Cardiomyocytes injury caused by sepsis is a complication of common clinical critical illness and an important cause of high mortality in intensive care unit (ICU) patients. Therefore, lipopolysaccharide (LPS)-induced H9c2 cells were used to simulate the cardiomyocytes injury in vitro. The aim of this study was to investigate whether X-box binding protein 1 (XBP1) exacerbated LPS-induced cardiomyocytes injury by downregulating Xlinked inhibitor of apoptosis protein (XIAP) through activating the NF-κB signaling pathway. After transfection or LPS induction, XBP1 expression was detected by RT-qPCR analysis and Western blot analysis. The viability and apoptosis of H9c2 cells was detected by MTT assay and TUNEL assay. The protein expression related to apoptosis and NF-κB signaling pathway was detected by Western blot analysis. The inflammation and oxidative stress in H9c2 cells was evaluated by their commercial kits. Dual-luciferase reporter assay and chromatin immunoprecipitation (CHIP) assay were used to determine the combination of XBP1 and XIAP. As a result, LPS promoted the XBP1 expression in H9c2 cells.
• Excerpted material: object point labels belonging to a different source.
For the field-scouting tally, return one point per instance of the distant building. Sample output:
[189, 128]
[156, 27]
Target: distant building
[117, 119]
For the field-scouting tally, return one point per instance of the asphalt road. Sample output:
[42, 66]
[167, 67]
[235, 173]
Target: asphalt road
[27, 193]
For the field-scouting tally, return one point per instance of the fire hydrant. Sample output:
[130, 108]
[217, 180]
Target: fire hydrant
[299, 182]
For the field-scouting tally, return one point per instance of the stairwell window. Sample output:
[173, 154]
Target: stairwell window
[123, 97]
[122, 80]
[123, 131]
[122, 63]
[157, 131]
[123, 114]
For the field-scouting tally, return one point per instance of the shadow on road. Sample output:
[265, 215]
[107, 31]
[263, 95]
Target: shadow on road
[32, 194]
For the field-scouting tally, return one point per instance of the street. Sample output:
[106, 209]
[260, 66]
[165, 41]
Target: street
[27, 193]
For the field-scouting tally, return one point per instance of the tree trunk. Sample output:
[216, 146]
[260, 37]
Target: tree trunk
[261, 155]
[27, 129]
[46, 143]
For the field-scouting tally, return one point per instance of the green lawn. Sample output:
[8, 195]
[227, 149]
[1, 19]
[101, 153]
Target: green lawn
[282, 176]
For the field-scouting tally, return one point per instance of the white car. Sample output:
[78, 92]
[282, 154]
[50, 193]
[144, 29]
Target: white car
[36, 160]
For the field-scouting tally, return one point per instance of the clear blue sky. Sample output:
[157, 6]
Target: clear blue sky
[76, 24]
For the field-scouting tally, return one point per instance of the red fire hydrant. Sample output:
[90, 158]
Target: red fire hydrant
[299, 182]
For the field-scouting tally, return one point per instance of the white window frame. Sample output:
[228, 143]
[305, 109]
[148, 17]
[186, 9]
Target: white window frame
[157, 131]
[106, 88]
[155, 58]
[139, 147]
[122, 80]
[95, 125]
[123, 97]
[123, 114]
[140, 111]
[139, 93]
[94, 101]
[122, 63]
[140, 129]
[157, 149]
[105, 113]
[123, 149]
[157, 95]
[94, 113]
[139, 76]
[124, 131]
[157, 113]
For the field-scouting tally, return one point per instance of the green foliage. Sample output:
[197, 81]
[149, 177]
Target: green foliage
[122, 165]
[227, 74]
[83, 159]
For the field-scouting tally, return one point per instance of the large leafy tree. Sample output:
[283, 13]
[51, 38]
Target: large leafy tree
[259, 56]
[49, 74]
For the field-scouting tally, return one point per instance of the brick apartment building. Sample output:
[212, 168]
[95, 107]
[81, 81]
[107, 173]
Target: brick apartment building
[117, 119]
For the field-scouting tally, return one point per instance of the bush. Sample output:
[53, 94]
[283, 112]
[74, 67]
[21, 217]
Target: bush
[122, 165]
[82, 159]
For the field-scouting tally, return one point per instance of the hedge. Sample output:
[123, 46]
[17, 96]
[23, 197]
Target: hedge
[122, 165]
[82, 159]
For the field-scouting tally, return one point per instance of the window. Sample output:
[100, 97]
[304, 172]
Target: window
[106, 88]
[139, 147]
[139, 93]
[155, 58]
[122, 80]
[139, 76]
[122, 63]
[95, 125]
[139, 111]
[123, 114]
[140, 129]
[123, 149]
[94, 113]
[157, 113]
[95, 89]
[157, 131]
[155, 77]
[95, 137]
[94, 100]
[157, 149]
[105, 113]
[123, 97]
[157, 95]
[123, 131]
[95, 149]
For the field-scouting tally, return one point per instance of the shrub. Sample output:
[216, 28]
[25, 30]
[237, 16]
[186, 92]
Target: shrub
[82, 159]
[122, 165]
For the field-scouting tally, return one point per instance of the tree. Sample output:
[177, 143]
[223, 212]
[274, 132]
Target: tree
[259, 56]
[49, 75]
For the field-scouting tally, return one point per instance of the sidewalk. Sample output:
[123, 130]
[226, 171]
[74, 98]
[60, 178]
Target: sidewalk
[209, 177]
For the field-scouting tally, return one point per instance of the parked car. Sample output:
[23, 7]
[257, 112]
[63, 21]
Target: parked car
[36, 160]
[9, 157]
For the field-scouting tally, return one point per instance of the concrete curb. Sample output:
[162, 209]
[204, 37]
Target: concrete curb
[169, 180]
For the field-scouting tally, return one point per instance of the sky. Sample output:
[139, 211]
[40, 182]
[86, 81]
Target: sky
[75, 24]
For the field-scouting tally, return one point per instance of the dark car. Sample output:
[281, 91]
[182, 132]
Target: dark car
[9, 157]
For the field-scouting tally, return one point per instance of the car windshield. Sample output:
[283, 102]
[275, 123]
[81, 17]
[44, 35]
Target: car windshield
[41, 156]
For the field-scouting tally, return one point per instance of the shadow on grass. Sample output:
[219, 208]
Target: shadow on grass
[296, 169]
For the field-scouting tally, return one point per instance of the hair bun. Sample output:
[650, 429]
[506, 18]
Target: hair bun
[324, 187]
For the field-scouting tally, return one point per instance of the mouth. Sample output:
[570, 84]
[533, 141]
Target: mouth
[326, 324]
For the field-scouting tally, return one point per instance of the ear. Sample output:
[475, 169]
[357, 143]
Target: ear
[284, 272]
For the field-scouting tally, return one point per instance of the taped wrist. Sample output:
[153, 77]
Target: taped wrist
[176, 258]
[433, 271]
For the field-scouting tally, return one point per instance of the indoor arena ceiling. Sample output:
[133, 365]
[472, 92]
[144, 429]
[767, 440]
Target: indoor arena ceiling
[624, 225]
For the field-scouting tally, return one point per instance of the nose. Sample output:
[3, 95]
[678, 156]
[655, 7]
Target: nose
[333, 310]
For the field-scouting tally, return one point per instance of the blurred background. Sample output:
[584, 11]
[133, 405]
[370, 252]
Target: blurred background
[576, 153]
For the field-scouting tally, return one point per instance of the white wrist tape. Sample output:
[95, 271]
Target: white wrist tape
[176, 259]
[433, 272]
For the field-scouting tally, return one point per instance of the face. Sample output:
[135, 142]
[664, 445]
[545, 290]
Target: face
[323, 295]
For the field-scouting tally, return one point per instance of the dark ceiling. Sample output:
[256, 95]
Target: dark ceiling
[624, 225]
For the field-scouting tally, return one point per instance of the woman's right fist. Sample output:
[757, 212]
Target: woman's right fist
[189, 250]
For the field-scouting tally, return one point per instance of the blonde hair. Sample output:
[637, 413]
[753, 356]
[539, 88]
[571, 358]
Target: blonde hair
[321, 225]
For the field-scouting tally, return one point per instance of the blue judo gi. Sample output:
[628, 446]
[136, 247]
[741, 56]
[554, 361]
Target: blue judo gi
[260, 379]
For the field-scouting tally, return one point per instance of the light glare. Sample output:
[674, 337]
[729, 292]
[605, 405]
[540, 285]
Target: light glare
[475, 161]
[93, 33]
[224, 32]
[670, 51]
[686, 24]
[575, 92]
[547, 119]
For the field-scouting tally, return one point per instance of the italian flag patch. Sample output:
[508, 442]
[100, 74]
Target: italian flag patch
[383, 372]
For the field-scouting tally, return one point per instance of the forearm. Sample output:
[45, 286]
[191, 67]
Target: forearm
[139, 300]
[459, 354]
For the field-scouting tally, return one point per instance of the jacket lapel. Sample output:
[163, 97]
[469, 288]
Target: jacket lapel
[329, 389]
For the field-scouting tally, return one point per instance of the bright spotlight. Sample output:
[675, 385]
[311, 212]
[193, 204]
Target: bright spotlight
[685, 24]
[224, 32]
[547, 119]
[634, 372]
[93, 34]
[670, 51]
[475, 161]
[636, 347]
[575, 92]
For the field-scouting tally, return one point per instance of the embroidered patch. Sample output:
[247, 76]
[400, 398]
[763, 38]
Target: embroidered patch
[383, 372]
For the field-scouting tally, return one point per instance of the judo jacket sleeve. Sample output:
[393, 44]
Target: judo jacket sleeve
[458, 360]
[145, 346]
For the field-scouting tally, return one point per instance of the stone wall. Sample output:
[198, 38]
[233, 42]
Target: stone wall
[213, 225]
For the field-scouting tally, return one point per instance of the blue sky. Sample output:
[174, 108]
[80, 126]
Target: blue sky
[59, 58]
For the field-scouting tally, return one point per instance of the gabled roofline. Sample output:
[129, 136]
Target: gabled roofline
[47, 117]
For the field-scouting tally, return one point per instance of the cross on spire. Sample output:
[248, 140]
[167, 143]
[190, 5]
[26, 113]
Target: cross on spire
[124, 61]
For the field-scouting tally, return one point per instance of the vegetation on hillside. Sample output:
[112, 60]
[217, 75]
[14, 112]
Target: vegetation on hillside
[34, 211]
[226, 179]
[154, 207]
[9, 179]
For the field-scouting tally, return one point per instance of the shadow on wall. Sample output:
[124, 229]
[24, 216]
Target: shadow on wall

XBP1 was combined with XIAP. Inhibition of XBP1 increased viability, and inhibited apoptosis, inflammation, and oxidative stress of LPS-induced H9c2 cells by suppressing the NF-κB signaling pathway, which was partially reversed by the inhibition of XIAP. In conclusion, inhibition of XBP1 alleviates LPS-induced cardiomyocytes injury by upregulating XIAP through suppressing the NF-κB signaling pathway.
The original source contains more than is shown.